Desperdício alimentar: Do produtor ao frigorífico
Este flagelo mundial é muitas vezes ignorado, mas começa na produção e termina no nosso frigorífico. Todos têm de contribuir para que deixe de existir.
Os gases com efeito de estufa derivados da indústria alimentar representam entre 25 e 30% das emissões mundiais, indica o relatório do Painel Intergovernamental das Mudanças Climáticas (IPCC), sendo que pelo menos 10% dessas emissões podiam ser evitadas, pois correspondem ao desperdício alimentar. A Organização para a Alimentação e a Agricultura (FAO) revelou que o desperdício de alimentos nos Estados Unidos, Europa, China, Japão e Austrália ocorre, principalmente, durante a distribuição e na casa dos consumidores.
Nos países menos industrializados o desperdício ocorre em quase todos os setores da cadeia alimentar ao terem, geralmente, piores infraestruturas, tecnologias arcaicas, transportes deficitários e menos recursos para a produção sustentável. Em termos comparativos, se o desperdício alimentar fosse um país seria o terceiro emissor de gases com efeito de estufa a nível mundial, logo a seguir à China e aos Estados Unidos, contribuindo assim para o aquecimento global e para as alterações climáticas que o planeta tem vindo a sofrer.

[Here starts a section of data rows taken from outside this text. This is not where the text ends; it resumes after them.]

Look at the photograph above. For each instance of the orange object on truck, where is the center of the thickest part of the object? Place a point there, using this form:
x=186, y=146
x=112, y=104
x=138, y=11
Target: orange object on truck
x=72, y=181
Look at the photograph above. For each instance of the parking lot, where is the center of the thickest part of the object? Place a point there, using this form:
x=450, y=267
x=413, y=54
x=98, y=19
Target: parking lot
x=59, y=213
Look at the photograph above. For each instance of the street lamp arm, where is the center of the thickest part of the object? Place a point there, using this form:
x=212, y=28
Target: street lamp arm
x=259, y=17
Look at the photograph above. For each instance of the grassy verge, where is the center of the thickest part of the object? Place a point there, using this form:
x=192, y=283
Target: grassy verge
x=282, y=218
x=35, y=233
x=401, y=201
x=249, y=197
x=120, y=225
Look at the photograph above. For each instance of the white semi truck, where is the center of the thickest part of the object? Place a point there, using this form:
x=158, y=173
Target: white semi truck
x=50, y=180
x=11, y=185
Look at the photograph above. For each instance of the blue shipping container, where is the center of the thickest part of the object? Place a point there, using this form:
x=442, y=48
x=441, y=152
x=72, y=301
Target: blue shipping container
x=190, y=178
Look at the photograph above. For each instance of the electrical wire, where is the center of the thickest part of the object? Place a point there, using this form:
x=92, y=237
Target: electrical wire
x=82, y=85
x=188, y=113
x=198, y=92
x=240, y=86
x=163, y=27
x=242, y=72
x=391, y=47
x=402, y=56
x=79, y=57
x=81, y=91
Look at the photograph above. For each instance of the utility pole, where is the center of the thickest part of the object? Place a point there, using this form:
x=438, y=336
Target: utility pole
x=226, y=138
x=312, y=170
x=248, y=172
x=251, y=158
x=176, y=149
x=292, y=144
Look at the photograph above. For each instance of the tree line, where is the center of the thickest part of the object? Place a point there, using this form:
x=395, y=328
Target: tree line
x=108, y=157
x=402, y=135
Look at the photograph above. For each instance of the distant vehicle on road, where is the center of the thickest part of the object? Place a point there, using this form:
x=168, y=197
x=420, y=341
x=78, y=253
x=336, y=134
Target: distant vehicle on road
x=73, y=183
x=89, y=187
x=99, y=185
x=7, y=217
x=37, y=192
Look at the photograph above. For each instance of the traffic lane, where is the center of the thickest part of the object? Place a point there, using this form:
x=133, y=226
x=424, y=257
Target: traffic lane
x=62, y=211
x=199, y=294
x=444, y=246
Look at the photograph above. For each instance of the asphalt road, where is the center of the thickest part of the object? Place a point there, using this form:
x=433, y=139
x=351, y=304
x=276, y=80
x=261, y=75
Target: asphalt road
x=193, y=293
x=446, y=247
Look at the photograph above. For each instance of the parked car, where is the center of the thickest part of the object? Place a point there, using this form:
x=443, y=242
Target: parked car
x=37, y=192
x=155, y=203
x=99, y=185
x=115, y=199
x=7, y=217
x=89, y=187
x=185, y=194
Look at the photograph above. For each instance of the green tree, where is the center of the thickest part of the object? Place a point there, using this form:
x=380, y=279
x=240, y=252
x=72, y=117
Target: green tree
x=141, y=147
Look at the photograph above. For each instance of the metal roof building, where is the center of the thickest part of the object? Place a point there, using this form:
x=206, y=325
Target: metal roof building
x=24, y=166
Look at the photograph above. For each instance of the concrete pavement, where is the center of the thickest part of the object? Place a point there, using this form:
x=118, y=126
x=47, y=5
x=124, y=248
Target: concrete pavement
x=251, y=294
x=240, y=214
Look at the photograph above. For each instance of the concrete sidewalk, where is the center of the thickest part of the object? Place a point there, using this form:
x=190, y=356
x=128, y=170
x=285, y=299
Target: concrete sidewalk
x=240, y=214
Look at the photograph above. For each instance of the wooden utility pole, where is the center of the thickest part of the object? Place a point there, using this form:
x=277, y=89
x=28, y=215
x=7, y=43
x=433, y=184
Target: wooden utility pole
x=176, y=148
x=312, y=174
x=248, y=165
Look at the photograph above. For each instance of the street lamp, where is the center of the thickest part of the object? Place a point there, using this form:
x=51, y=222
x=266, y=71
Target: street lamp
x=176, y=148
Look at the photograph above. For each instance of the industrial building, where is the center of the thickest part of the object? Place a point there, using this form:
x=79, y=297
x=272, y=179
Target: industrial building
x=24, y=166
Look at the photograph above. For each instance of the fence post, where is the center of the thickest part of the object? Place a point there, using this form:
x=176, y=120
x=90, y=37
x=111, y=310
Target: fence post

Em números redondos, estima-se que os países industrializados desperdicem cerca de 1,3 mil milhões de toneladas de alimentos por ano, o que seria suficiente para alimentar os cerca de 925 milhões de pessoas que passam fome um pouco por todo o globo terrestre. O ano passado, a ONU instituiu Dia Internacional Da Consciencialização Sobre Perdas E Desperdício Alimentar, que se passou a comemorar a 29 de setembro.
Este dia tem como objetivo sensibilizar as pessoas para evitarem o desperdício alimentar, assim como dar a conhecer as consequências do desperdício alimental, nomeadamente o uso ineficiente dos recursos naturais e humanos neste contexto, bem como a poluição causada devido aos aterros sanitários para onde vai a comida desperdiçada.
DESPERDÍCIO ALIMENTAR EM PORTUGAL
Embora não existam dados oficiais, estima-se que mais de um milhão de toneladas de alimentos são deitadas ao lixo todos os anos. Estes alimentos dariam para produzir cerca de 50 mil refeições diárias, o que, provavelmente, daria para cobrir as carências alimentares dos 360 mil portugueses nesta situação. Em termos governamentais Portugal conta com a Comissão Nacional de Combate ao Desperdício Alimentar, que tem atualmente vários projetos em execução e um grande objetivo: reduzir o desperdício para metade até 2030.
Veja também: Green Talk: “A maior fonte de desperdício alimentar vem do consumidor final”, Francisco Mello e Castro, Unidos Contra o Desperdício
A estratégia da CNCDA, tem como visão “combater o desperdício alimentar, uma responsabilidade partilhada do produtor ao consumidor” e integra 3 objetivos estratégicos – Prevenir, Reduzir e Monitorizar – estando definidas no respetivo Plano de Ação catorze medidas direcionadas para o combate ao desperdício alimentar desenvolvidas a partir do trabalho das várias entidades que compõem a Comissão Nacional. No que diz respeito a iniciativas no produtor, retalho e distribuição muitas são as empresas que já contribuem para reduzir este flagelo, adotando melhores práticas de gestão, acondicionamento e disponibilização de alimentos.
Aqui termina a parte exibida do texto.